5.7.3. Nor may the teaching on page 2, lines 36 to 45, of document (1) be regarded as a suggestion that the lower zone catalyst should be supported on a carrier consisting essentially of alumina. The fact that it is mentioned there that, when hydrocracking is desired, the lower zone catalyst should have higher acidity, and supports of alumina containing 10 to 70% w silica are exemplified, cannot be considered as a pointer to use a carrier consisting essentially of alumina, since it cannot be deduced from such teaching which kind of support should be used for 25 to 75% conversion of the sulphur compounds of a feedstock to hydrogen sulphide at a relatively low hydrogen partial pressure.
5.7.4. Finally, the Respondent argued that it could not be deduced from the data presented in the patent in suit for the catalyst systems 3 and 5 (see Table G) that the stacked-bed catalyst system 3 would be superior to the single bed catalyst system 5. This argument, however, does not affect whether or not it was suggested in document (1) to use the catalyst system defined in Claim 1 in order to enable the conversion of 45 to 75% of sulphur compounds present in a feedstock at hydrogen partial pressure below 75 bar and is, consequently, irrelevant in the present case.

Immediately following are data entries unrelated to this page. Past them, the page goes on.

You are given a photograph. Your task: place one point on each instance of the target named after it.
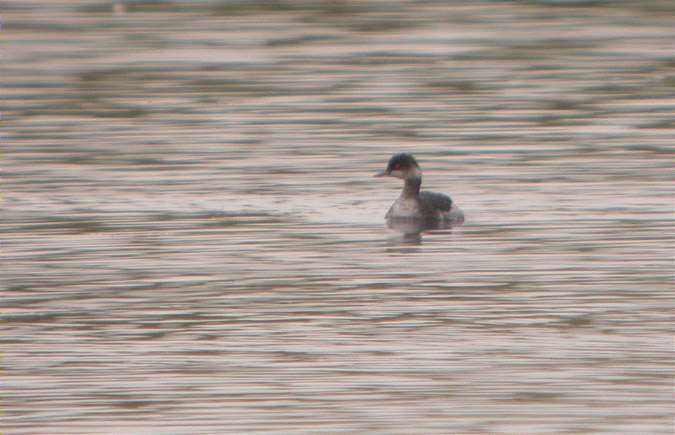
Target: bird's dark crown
(401, 162)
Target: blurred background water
(193, 242)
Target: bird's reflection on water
(411, 230)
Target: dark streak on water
(193, 243)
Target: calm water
(193, 242)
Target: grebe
(416, 205)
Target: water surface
(193, 241)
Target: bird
(414, 204)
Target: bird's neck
(411, 188)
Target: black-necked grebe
(413, 204)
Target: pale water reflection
(193, 242)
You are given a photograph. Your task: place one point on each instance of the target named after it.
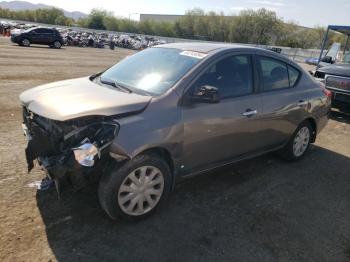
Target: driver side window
(232, 76)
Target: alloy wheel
(301, 141)
(141, 190)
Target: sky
(304, 12)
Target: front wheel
(135, 189)
(57, 44)
(25, 42)
(299, 143)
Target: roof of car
(202, 47)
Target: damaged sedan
(167, 113)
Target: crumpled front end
(68, 148)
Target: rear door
(218, 132)
(283, 101)
(47, 36)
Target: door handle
(302, 103)
(250, 112)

5.7.5. For substantiating its argumentation that it would have been obvious to select alumina and phosphorus from the refractory ceramic support materials and promoters respectively, as listed on page 2, lines 12 and 20 of document (1), the Respondent referred to decision T 21/81 (OJ EPO 1983, 15).

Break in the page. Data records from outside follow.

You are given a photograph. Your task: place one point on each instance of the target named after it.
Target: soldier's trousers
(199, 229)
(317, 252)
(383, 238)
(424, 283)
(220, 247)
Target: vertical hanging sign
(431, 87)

It is, however, the essence of that decision that it belongs to the normal activities of a skilled person to select from the materials which are known as suitable for a certain purpose the most appropriate one (see reasons 5). Since in the present case it could not be deduced from document (1) that alumina and phosphor would be a suitable carrier and promoter respectively for converting 45 to 75% of the sulphur compounds in a feedstock to hydrogen sulphide, it was not known that they were suitable for the purpose of converting sulphur compounds of a feedstock into hydrogen sulfide and, consequently, reference to this decision does not help the Respondent either.

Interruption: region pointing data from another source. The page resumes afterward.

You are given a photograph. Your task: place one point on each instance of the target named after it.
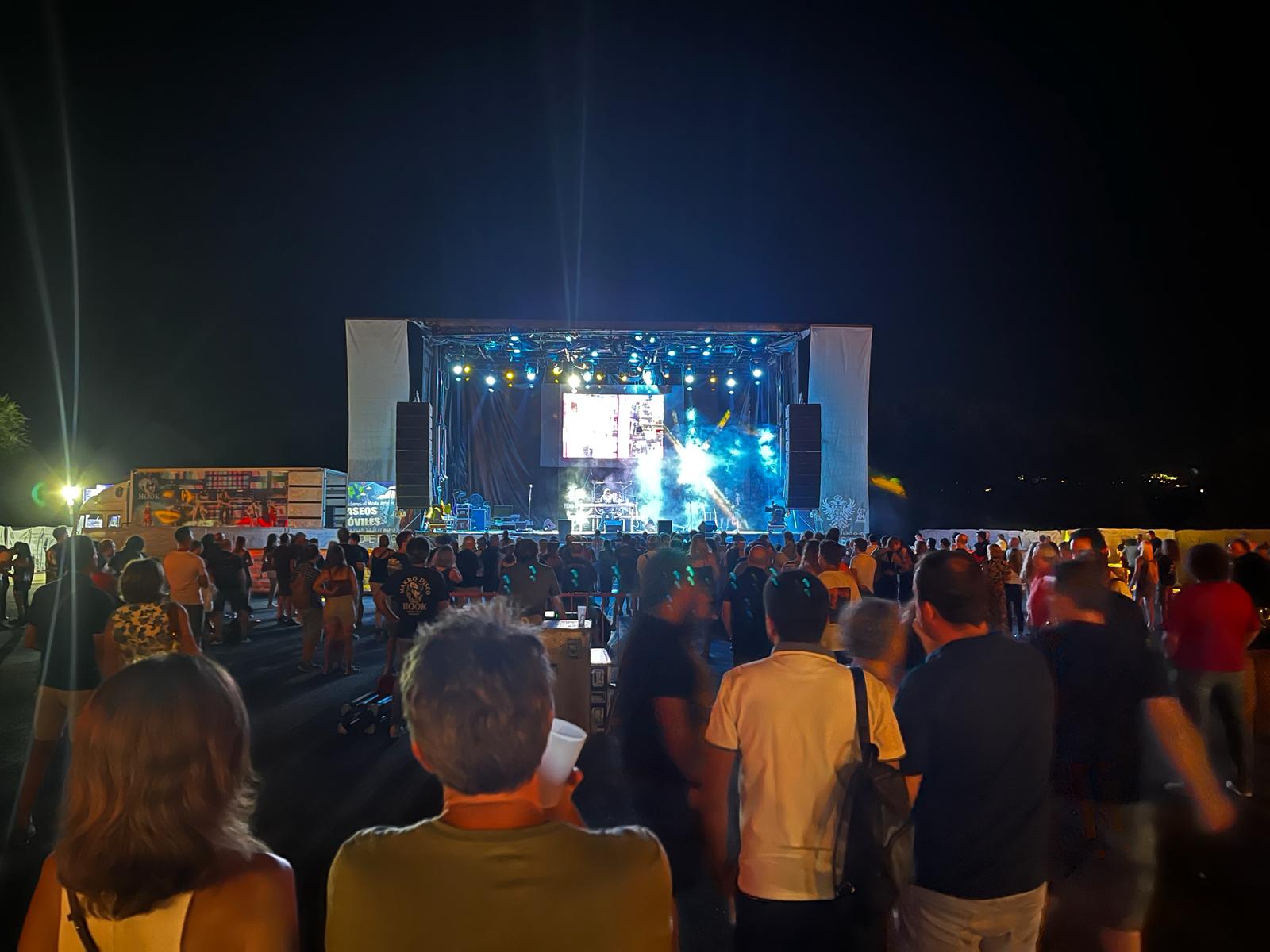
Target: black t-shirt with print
(355, 556)
(978, 725)
(745, 593)
(1102, 674)
(657, 662)
(417, 593)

5.8. Consequently, there is no support for the Respondent's argumentation that, when trying to solve the underlying technical problem, a skilled person would have chosen the process features according to Claim 1 of the patent in suit from all the features mentioned in document (1).
Therefore, the subject-matter of Claim 1 as well as that of Claims 2 to 12, relating to preferred embodiments of the subject-matter according to Claim 1, involves an inventive step within the meaning of Article 56 EPC.
For these reasons it is decided that:
1. The decision under appeal is set aside.
2. The case is remitted to the first instance with the order to maintain the patent as amended with Claims 1 to 12 submitted as main request with the letter dated 6. July 1995, a description yet to be adapted, and Figures 1 to 5 as granted.